Tabata started by noting that Dickens is considered a "linguistic innovator", and cites a quote from Our Mutual Friend, that "ours is a copious language"; which makes Dickens an interesting case for author analysis. Tabata proceeded to identify some problems with the keyword-based analysis that is commonly used for genre and author studies, particularly as applied to a comparison between Dickens and Wilkie Collins - it picks up character names that are repeated frequently in a single text, because they have a "peculiar distribution", but these names are obviously not applicable to any other texts. There are techniques to address this by "culling" inappropriate values, but that risks a loss in accuracy or "explanatory power." Instead, Tabata applied the machine learning technique of "random forests", which uses randomly selected terms to generate classification trees (hence, a forest full of trees). After a high-level overview of the process he used, Tabata gave some specific examples from his analysis; for instance, the word "saw" has absolutely no indicator power between Collins and Dickens in standard keyword analysis, but it is significant in random forests. Another case is the Dickens phrase "with his hands in his ... " (usually pockets); Dickens didn't invent this phrase, but he was an early adopter and used it often for characterization. I particularly liked the way Tabata started and ended with the language and the text, explaining quite clearly the analytical process and motivation in between.

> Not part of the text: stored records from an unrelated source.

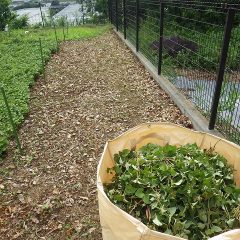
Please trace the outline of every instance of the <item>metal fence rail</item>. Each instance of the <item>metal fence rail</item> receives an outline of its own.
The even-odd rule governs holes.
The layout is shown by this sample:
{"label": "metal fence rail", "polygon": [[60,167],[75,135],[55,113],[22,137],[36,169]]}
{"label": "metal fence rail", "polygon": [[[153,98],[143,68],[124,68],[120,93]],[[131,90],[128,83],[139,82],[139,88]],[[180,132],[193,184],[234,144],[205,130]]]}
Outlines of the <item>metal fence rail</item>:
{"label": "metal fence rail", "polygon": [[110,20],[217,128],[240,144],[240,3],[111,0]]}

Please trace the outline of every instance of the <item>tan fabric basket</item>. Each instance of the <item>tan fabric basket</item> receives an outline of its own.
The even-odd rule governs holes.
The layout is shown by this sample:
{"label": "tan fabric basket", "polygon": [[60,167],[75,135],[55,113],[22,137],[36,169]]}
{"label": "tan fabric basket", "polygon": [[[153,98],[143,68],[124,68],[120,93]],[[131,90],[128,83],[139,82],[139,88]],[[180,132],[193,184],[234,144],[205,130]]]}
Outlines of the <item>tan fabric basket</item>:
{"label": "tan fabric basket", "polygon": [[[139,149],[147,143],[185,145],[196,143],[202,149],[215,147],[233,165],[237,186],[240,186],[240,146],[207,133],[192,131],[174,124],[147,123],[139,125],[105,145],[97,170],[99,213],[103,240],[177,240],[183,239],[150,230],[136,218],[115,206],[106,196],[103,183],[111,182],[107,168],[114,166],[113,155],[123,149]],[[215,236],[211,240],[240,240],[240,229]]]}

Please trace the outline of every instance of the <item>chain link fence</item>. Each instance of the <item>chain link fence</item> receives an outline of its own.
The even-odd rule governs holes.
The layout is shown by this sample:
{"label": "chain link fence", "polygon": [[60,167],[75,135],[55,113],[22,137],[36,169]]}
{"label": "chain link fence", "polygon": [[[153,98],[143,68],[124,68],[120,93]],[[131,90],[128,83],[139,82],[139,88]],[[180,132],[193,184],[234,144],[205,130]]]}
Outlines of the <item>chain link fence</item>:
{"label": "chain link fence", "polygon": [[238,1],[109,0],[109,16],[210,130],[240,143]]}

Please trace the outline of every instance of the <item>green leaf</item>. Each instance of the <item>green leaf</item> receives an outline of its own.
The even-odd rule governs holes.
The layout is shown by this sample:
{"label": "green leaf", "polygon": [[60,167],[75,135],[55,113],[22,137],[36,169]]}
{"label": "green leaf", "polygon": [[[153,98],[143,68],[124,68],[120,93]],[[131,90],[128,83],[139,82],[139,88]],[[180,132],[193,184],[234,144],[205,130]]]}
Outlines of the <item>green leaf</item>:
{"label": "green leaf", "polygon": [[182,182],[183,182],[183,179],[180,179],[178,182],[174,183],[174,185],[179,186],[182,184]]}
{"label": "green leaf", "polygon": [[198,216],[201,221],[203,221],[204,223],[207,222],[207,214],[205,211],[200,211]]}
{"label": "green leaf", "polygon": [[157,215],[153,219],[153,223],[156,224],[159,227],[161,227],[163,225],[162,222],[158,219]]}
{"label": "green leaf", "polygon": [[143,188],[139,188],[136,192],[135,195],[139,198],[143,198],[144,197],[144,193],[143,193],[144,189]]}
{"label": "green leaf", "polygon": [[212,226],[211,230],[213,232],[216,232],[216,233],[222,232],[222,229],[220,227],[218,227],[218,226],[215,226],[215,225]]}
{"label": "green leaf", "polygon": [[149,199],[149,195],[144,195],[143,196],[143,202],[146,203],[146,204],[149,204],[150,203],[150,199]]}

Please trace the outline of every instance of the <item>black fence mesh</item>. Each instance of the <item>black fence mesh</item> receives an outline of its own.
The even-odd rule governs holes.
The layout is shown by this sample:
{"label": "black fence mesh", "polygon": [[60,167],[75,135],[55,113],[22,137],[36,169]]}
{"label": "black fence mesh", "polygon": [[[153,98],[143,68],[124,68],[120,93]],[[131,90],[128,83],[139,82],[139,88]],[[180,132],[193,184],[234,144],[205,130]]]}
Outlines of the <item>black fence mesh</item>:
{"label": "black fence mesh", "polygon": [[[162,17],[161,7],[164,9]],[[110,9],[114,16],[112,23],[121,32],[126,31],[126,38],[133,45],[138,45],[138,50],[156,68],[162,42],[161,75],[171,81],[204,116],[214,119],[214,123],[216,120],[215,127],[218,130],[239,144],[239,1],[112,0]],[[213,103],[218,102],[215,91],[221,79],[219,68],[223,44],[227,44],[224,39],[229,9],[232,9],[231,14],[233,11],[235,17],[215,118]]]}

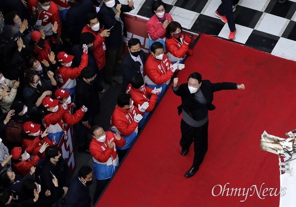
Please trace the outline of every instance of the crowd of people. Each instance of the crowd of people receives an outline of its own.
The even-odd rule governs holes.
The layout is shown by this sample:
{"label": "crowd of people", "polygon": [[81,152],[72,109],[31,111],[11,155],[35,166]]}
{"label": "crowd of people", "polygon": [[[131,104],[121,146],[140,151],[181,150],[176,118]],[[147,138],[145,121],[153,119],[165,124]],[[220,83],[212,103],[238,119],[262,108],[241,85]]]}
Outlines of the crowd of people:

Jockers presented (virtually, via video) on a part of his "macroanalysis" project, looking at literary influence across ~3,500 19th century texts, using topic modeling (with the texts split into chunks so that the topics don't get washed out), keyword and punctuation feature extraction, and parts-of-speech and named entity extraction (for non-personal nouns only) in order to plot texts and diagram "stylistic and thematic distance." He displayed some interesting images with graphs of "influence" as he is tracking it (although, the graphs used in the talk seemed quite different from those included in the abstract); the results of these themes can be viewed on Jockers' website. Jockers claims that his macroanalysis should identify or highlight outliers, which would lead scholars to investigate why something might be an outlier - especially if we find unexpected or unexplained outliers which might cast doubt on either the method or traditional literary scholarship. He did note that "canonical greats are not outliers," which seems rather contradictory to the claim in the abstract that "a great many of the individual books we have traditionally studied are in fact 'mutations' or outliers from the general trends." Some of the commenters pointed out that because Jockers has restricted "influence" in one direction (i.e., he assumes only works published before the current one can influence it - an assumption that is further muddied by date discrepancies between publication and actual authorship, or groups of authors sharing ideas and drafts of in-progress work), his graph naturally has to shift generally from gray to black; perhaps if he were looking at relatedness instead of influence we would see something different (suggesting that the graph is a result of assumptions). However, the fact that are still some outliers in the current graph does seem interesting. Another person asked if there was any obvious relationship between books by the same author, noting that if they do cluster according to this 'macroanalysis', that it might be a kind of validation of the method.